And i dont care HOW heavy thoes pots are, they dont fall out of the sky!!

You can see the waves coming. I can say from personal experience, you wont see that widow maker comin!!!!!





Thats just what i have to say about "the most dangerous" job!!



So they make more loot, at least I have FUN!














Why hasent anyone ever thot of wearing caulks on deck?
 
Show a little respect, please.

I've been a commercial boat owner/skipper crabbing the west coast for 34 years, and have lost in excess of 50 friends in sea related accidents. Several of my best friends are dead. When they found PV's body they noticed he'd clawed his fingers off his hands, trapped in a sinking boat, trying to paw his way out through the Lexan storm windows.
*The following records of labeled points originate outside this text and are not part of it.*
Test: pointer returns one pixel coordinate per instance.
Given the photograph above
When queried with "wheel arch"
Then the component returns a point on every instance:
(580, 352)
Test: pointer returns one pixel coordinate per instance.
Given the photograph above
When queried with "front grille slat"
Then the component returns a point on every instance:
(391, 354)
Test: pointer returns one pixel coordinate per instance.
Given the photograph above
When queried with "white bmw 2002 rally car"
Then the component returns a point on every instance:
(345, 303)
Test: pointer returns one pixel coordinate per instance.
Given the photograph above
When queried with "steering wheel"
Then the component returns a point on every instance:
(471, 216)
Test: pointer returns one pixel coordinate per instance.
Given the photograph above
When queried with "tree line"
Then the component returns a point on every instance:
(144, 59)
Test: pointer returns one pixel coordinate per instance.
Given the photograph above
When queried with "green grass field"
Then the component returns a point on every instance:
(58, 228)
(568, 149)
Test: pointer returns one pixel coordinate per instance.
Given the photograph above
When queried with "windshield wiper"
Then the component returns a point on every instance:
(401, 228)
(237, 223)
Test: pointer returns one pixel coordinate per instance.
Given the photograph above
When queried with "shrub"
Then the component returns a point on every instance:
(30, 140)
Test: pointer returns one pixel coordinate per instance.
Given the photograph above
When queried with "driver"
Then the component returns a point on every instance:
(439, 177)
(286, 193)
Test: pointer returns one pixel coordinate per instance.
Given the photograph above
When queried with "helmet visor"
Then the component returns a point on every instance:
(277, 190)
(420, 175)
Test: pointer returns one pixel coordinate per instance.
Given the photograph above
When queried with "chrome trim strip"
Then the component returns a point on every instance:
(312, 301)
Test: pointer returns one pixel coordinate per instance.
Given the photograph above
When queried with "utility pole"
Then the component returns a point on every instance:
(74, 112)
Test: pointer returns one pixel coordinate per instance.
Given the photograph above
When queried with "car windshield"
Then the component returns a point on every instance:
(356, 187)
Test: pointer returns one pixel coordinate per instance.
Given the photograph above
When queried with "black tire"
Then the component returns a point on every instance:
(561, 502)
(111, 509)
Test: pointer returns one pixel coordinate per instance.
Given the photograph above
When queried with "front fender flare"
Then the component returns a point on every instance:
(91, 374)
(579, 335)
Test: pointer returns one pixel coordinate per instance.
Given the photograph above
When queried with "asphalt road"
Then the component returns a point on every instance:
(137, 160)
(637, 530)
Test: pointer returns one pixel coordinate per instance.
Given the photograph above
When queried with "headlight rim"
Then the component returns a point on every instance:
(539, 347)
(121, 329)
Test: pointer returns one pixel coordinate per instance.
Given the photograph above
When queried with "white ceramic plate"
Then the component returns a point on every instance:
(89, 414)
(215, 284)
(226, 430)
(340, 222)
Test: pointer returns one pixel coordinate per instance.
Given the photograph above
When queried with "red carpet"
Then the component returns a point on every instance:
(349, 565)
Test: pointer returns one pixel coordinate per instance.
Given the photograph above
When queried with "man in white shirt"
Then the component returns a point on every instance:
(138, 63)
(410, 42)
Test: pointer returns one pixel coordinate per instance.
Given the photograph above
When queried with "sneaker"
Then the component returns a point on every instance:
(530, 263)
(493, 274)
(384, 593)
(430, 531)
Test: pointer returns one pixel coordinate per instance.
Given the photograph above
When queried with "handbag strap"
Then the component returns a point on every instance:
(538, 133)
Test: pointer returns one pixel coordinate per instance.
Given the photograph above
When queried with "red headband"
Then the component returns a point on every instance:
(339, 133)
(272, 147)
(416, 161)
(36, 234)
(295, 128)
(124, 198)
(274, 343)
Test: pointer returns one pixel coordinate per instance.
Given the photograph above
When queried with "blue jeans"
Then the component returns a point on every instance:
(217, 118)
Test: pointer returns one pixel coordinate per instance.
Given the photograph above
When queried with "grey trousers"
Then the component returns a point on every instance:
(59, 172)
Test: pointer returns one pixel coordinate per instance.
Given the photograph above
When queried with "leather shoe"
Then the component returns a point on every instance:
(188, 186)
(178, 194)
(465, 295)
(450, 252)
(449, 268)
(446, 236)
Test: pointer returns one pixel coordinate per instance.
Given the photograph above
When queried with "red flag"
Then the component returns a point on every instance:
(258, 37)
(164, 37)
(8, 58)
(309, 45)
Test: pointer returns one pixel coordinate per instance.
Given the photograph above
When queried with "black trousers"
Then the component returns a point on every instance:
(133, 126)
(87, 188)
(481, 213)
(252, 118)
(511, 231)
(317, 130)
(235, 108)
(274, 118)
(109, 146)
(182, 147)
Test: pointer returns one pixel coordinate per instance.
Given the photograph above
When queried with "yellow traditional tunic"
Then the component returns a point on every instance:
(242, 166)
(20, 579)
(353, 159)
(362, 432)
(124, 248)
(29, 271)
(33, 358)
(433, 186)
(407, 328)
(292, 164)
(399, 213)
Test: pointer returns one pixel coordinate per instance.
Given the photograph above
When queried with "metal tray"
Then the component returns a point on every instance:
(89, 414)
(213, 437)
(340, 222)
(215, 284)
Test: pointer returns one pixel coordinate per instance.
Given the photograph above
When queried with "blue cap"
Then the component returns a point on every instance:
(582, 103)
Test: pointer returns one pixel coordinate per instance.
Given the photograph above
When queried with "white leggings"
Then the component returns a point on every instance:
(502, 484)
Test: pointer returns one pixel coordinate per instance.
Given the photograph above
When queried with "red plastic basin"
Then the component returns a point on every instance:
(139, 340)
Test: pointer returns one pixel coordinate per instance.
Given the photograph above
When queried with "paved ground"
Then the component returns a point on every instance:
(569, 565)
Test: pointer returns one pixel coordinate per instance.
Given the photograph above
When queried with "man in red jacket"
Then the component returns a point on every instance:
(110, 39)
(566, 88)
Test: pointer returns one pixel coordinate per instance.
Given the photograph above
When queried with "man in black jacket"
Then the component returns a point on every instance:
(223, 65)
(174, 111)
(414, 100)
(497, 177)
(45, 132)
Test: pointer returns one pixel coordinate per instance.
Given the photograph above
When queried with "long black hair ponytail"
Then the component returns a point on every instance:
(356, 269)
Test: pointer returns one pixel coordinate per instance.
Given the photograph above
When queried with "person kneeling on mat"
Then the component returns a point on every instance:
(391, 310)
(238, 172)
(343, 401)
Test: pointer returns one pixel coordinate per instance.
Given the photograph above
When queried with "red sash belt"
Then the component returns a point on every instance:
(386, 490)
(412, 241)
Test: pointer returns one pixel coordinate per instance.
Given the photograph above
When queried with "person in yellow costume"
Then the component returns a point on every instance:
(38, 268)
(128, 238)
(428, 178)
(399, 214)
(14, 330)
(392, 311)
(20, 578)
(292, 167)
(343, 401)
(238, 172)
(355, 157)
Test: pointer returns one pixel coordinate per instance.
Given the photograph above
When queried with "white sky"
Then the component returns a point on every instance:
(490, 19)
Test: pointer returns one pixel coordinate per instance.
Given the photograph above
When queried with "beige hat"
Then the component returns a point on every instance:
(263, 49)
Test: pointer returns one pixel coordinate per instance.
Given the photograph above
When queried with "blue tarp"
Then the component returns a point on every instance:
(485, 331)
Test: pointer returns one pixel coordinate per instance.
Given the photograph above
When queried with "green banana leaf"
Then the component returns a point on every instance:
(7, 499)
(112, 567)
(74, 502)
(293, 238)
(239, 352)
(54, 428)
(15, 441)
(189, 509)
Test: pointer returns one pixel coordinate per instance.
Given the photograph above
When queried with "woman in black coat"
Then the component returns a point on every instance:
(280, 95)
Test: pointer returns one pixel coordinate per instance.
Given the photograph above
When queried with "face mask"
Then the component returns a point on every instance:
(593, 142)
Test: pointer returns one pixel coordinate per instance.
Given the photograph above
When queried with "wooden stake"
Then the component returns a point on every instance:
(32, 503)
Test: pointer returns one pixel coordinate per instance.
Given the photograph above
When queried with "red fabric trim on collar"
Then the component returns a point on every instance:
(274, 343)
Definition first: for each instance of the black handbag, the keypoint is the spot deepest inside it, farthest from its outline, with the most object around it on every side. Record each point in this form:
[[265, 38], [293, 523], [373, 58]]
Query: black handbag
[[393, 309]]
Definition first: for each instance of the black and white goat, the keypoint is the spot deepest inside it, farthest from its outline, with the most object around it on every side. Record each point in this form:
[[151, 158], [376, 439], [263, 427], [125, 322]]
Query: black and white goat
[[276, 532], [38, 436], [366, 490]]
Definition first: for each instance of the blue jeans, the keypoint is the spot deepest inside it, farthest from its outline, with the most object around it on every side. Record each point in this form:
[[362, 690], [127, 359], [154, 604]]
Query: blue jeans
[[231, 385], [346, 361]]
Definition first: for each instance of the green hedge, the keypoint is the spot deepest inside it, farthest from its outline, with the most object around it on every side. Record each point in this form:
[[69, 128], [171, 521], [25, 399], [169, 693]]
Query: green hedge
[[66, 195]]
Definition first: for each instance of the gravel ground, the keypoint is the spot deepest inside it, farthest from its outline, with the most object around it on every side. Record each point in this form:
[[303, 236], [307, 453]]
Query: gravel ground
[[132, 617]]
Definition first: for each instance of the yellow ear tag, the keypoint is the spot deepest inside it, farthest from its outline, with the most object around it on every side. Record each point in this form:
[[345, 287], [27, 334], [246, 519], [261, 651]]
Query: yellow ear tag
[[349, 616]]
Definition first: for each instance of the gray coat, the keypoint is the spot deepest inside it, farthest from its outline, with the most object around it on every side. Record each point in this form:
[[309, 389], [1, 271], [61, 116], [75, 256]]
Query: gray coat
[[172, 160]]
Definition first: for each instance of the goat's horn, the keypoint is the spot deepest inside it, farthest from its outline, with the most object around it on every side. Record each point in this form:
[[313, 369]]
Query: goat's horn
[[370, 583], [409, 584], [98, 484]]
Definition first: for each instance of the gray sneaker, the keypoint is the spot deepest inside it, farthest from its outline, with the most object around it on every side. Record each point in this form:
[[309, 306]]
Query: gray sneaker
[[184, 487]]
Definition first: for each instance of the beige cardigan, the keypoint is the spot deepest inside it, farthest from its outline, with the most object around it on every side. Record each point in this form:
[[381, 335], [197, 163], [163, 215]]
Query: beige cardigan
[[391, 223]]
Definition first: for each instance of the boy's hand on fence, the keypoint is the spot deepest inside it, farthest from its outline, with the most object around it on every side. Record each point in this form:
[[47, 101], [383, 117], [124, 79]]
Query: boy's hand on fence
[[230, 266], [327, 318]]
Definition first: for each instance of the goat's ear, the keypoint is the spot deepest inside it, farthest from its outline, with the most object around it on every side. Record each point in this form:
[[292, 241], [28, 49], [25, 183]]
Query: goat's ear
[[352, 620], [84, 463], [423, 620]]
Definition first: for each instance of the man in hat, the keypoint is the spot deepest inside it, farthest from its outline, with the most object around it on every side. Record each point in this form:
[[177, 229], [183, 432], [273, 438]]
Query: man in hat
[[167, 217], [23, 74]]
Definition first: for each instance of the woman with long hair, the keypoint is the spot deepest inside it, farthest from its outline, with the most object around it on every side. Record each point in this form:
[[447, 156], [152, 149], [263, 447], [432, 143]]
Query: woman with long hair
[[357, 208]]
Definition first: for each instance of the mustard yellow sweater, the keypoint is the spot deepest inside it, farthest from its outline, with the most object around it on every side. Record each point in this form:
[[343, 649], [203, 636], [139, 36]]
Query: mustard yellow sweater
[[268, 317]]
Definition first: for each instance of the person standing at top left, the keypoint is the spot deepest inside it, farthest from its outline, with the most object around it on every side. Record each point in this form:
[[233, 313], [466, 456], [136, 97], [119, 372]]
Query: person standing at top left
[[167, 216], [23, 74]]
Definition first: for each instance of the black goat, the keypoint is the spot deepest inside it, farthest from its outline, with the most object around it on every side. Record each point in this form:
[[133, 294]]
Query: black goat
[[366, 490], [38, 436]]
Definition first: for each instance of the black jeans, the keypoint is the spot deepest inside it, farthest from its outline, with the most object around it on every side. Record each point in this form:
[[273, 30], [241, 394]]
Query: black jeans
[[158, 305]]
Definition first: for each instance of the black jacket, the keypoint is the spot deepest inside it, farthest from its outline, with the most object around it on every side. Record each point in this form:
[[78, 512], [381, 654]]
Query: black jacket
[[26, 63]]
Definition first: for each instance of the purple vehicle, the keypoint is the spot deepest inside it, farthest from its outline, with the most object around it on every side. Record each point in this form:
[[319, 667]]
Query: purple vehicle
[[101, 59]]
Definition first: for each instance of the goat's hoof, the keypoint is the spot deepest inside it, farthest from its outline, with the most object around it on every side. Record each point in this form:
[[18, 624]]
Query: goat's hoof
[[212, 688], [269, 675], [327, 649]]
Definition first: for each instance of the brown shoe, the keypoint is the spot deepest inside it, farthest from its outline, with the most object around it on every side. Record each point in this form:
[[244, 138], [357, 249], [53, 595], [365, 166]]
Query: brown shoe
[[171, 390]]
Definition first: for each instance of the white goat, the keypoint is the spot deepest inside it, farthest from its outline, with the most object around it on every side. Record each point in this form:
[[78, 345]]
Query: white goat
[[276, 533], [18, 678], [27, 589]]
My 'little brother' Stu died near Adak, trying to get a last minute maday out, (he did, it was heard, and the rest of the crew were saved), then couldn't make it back into the inflatable.

Richard pitchpoled the Kincheloe on the Brookings bar (all crew lost), Jim drowned when the Sweet Pea went down with all crew in Pelican Bay, CA.

The list of dead friends goes on and on.

I've also spent 40 years cutting timber when I wasn't fishing, so I know that business pretty well too. I've only lost one friend in the woods.

Crabbing accidents are usually mortalities, while cutters usually manage to limp to the hospital. Both are dangerous, but nothing compares to crabbing the west coast in the dead of winter. Trust me on that.

Owner/Skipper, F/V Nancy Jean.
 
Almost every logger I hired to work the deck ended up puking and turning green. Big tough men...worthless. Rolling around underfoot puking and getting in the way. I'd drag them off the deck into the foc'sle, then go back to work. They couldn't get the hang of the roll of the boat.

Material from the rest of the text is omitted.